Answer$a.$ Resolving $243$ into prime factors, we have
$243 = 3 \times 3 \times 3 \times 3 \times 3$
Grouping the factors in triplets of equal factors, we get,
$243 = (3 \times 3 \times 3) \times 3 \times 3$
Clearly, in grouping, the factors in triplets of equal factors, we are left with two factors $3 \times 3.$
Therefore, $243$ is not a perfect cube.
$b.$ For option $(b)$ We have, $216$ Resolving $216$ into prime factors, we have
$216 = 2 \times 2 \times 2 \times 3 \times 3 \times 3$
Grouping the factors in triplets of equal factors, we get $216 = (2 \times 2 \times 2) \times (3 \times 3 \times 3)$
Clearly, in grouping, the factors of triplets of equal factors, no factor is left over.

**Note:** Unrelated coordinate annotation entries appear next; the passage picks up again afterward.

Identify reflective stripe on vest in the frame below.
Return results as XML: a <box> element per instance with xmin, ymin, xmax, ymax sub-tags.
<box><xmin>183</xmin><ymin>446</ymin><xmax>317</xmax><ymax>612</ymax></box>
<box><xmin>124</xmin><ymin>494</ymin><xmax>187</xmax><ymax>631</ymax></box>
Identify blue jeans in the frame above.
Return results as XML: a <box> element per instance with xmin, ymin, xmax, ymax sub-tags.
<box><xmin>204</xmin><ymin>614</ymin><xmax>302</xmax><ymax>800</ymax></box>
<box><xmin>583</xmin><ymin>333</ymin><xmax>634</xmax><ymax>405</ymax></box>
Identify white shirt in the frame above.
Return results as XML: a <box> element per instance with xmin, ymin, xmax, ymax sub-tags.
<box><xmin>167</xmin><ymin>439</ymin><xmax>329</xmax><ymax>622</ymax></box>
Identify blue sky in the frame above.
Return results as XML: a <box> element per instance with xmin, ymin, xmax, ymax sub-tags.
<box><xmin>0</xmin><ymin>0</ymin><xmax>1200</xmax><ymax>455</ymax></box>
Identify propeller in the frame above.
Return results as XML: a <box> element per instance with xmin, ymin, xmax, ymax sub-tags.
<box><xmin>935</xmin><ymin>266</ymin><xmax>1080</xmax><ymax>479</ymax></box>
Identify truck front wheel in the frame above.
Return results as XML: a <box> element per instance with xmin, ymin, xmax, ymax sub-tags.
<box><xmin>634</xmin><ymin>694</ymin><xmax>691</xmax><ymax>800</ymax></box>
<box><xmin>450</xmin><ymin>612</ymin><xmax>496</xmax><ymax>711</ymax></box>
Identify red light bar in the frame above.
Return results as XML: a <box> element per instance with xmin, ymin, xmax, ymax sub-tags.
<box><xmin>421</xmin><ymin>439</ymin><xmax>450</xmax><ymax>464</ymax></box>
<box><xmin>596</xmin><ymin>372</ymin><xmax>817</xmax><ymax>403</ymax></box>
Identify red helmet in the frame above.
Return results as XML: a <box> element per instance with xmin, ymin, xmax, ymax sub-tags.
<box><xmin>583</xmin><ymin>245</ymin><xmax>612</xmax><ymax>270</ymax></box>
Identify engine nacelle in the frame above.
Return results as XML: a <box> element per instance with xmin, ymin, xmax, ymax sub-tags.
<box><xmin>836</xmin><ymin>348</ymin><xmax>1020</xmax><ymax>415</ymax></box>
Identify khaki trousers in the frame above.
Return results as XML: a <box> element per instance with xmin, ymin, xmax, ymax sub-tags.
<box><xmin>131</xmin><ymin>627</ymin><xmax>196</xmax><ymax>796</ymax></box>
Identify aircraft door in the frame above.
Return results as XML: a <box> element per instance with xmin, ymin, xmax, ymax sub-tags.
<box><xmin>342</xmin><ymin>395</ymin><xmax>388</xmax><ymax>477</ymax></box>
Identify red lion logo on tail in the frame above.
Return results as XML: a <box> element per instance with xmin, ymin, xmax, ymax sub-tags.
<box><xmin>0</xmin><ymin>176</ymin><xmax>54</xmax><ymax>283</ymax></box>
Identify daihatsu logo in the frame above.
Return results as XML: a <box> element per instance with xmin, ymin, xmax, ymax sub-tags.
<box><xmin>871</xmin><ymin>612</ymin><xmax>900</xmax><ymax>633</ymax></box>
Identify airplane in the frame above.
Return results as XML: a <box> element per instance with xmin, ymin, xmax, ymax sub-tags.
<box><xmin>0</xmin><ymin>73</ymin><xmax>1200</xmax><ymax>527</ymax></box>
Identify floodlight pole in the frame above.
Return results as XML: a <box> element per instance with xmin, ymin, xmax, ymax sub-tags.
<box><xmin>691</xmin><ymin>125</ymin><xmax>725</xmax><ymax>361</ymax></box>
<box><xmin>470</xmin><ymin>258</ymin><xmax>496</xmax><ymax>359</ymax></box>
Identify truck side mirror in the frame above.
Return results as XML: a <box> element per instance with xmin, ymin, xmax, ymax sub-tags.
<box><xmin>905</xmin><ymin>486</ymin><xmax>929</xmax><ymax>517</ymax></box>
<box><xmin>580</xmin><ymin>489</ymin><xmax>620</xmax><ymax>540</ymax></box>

So, $216$ is a perfect cube.
$c.$ or option $(c)$ We have, $392$
Resolving $392$ into prime factors, we get
$392 = 2 \times 2 \times 2 \times 7 \times 7$
Grouping the factors in triplets of equal factors, we get
$392 = (2 \times 2 \times 2) \times 7 \times 7$
Clearly, in grouping, the factors in triplets of equal factors, we are left with two factors $7 \times 7.$
Therefore, $392$ is not a perfect cube.
$d.$ For option $(d)$ We have, $8640$
Resolving $8640$ into prime factors, we get,
$8640 = 2 \times 2 \times 2 \times 2 \times 2 \times 2 \times 3 \times 3 \times 3 \times 5$
Grouping the factors in triplets of equal factors, we get, $8640 = (2 \times 2 \times 2) \times (2 \times 2 \times 2) \times (3 \times 3 \times 3) \times 5$
Clearly, in grouping, the factors in triplets of equal factors, we are left with one factor $5.$
Therefore, $8640$ in not a perfect cube.
After solving, it is clear that option $(b)$ is correct.